Posts Tagged ‘war crimes’

NBC and the Hunt for War Criminals

Thursday, February 12th, 2009

According to a report in the New York Times (2/11/09), NBC is launching a new series to track down and expose war criminals. The network's plan has attracted some criticism from U.S. officials and human rights experts, who are concerned that the network's journalists might be publicizing false accusations against the suspects they're "confronting" on the air. (The show sounds eerily similar to the network's To Catch a Predator series, which purported to bust sexual predators.)

The first suspect is apparently Leopold Munyakazi, a visiting professor at a Maryland college who has been accused by Rwandan authorities of participating in the 1994 genocide in that country; a Human Rights Watch official is quoted in the article saying that the case against Munyakazi is actually somewhat murky.

If NBC is actually interesting in exposing war crimes, though, there might be an easier way to do this. Couldn't they just invite Henry Kissinger to appear on Meet the Press, and then "surprise" him?

Bob Kerrey, New School's 'Moderate' War Criminal

Friday, December 12th, 2008

With Bob Kerrey back in the news (New York Times, 12/11/08) as the faculty of the New School University that he heads gives him a vote of no confidence, it's worth recalling the kid-glove treatment given to him by most of the media when his involvement in Vietnam-era war crimes was revealed (Extra!, 7-8/01).

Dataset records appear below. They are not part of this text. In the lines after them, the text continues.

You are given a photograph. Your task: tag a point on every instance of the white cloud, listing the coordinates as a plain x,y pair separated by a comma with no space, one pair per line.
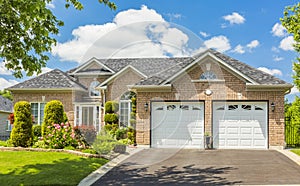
278,58
132,33
3,70
278,30
253,44
7,83
204,34
234,18
220,43
275,49
294,90
287,43
239,49
270,71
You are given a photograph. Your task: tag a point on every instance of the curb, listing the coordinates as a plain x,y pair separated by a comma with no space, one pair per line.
94,176
294,157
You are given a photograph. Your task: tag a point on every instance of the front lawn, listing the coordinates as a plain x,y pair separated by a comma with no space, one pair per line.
45,168
296,151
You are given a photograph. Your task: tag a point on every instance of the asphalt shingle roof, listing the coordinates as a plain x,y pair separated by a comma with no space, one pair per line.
253,73
157,70
54,79
5,104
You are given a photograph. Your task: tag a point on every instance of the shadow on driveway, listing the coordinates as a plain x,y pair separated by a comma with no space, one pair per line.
199,167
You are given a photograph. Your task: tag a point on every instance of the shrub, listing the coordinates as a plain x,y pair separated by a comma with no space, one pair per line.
39,144
111,107
60,136
37,130
111,118
85,134
54,113
121,133
104,144
21,134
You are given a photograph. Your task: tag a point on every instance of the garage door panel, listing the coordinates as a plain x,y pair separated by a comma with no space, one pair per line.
179,125
239,125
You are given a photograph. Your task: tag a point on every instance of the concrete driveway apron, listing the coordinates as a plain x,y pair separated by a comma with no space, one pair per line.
210,167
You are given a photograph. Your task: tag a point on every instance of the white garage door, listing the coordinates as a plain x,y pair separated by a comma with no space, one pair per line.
240,125
177,124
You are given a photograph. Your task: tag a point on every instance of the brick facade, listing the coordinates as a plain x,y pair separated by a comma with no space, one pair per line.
231,88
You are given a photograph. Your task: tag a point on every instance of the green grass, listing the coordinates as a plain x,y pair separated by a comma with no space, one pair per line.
296,151
45,168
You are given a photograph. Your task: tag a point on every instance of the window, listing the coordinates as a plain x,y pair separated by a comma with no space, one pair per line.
124,115
93,91
125,108
37,111
8,126
208,75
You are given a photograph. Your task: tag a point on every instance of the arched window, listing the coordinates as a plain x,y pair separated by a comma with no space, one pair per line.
93,91
208,75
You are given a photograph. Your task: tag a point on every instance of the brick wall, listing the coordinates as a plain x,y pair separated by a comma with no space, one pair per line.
65,97
231,88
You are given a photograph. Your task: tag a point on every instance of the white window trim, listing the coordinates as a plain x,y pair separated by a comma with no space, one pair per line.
39,112
129,111
8,126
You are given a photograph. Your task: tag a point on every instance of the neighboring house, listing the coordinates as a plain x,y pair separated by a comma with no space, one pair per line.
179,100
6,108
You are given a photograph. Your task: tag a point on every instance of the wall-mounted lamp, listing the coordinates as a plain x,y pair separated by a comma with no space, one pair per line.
208,92
273,106
146,107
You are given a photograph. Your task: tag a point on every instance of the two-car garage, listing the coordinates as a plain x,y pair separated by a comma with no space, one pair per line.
235,125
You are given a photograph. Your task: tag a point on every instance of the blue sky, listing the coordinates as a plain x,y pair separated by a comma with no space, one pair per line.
247,30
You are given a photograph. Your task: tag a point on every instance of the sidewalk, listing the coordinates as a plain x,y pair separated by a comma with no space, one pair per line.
94,176
291,155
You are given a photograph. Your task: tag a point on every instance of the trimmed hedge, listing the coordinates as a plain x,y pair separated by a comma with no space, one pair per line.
21,134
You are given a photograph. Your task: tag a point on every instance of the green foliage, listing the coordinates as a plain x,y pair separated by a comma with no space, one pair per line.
111,118
111,107
37,130
21,134
60,136
85,135
89,151
30,29
39,144
104,144
291,21
54,114
121,133
6,94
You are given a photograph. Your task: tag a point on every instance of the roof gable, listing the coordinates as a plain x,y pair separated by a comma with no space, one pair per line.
55,79
92,67
121,72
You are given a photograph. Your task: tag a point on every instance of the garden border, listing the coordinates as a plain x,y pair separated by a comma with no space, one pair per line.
108,157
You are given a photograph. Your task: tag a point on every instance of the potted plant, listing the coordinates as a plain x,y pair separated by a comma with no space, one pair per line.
207,140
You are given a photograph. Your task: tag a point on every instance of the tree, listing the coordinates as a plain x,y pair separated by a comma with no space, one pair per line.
27,30
6,94
21,134
291,21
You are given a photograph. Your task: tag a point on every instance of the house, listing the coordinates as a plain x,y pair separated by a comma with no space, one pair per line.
179,100
6,108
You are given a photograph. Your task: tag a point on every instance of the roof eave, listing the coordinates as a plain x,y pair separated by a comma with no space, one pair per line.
151,88
268,87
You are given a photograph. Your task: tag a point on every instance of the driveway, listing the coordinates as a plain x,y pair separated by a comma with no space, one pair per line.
194,167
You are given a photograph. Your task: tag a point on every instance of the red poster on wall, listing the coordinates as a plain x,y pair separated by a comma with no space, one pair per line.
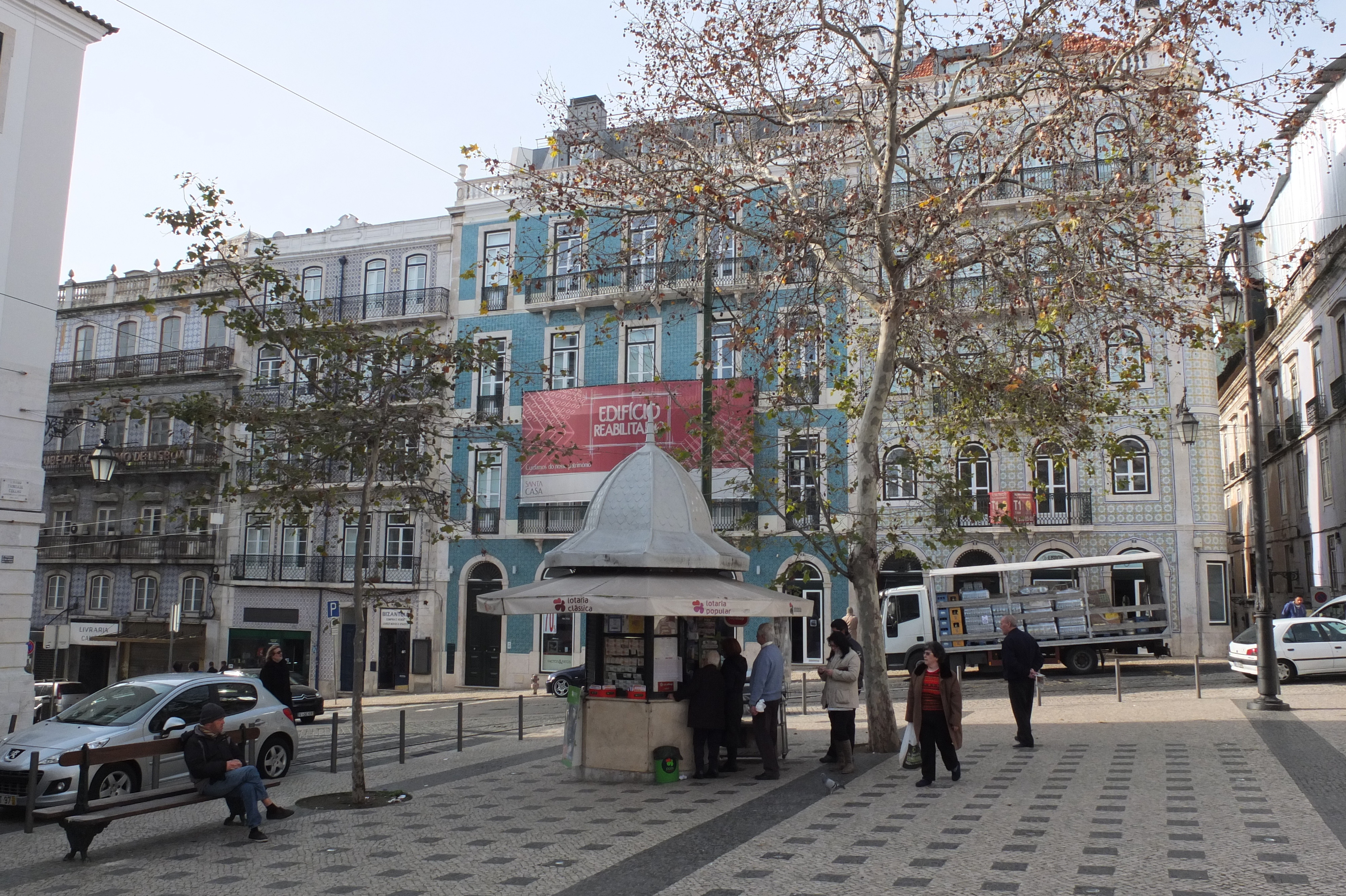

Oddly, New York Times reporters Marc Santora and Lisa Foderaro, who wrote about the New School vote, don't seem to recall that Kerrey participated in a massacre of Vietnamese civilians--an atrocity that caused considerable controversy when it was exposed by the New York Times Magazine (4/25/01)--when they recount the major events of his career, though they do remember that Kerrey "briefly considered a run for mayor of New York in 2005." Presumably a war criminal heading up a school largely founded by refugees from Nazi Germany is a problem for at least some faculty members, but the New York Times' summation of the politics of the situation is that Kerrey's own politics "were too moderate for the unabashedly liberal campus."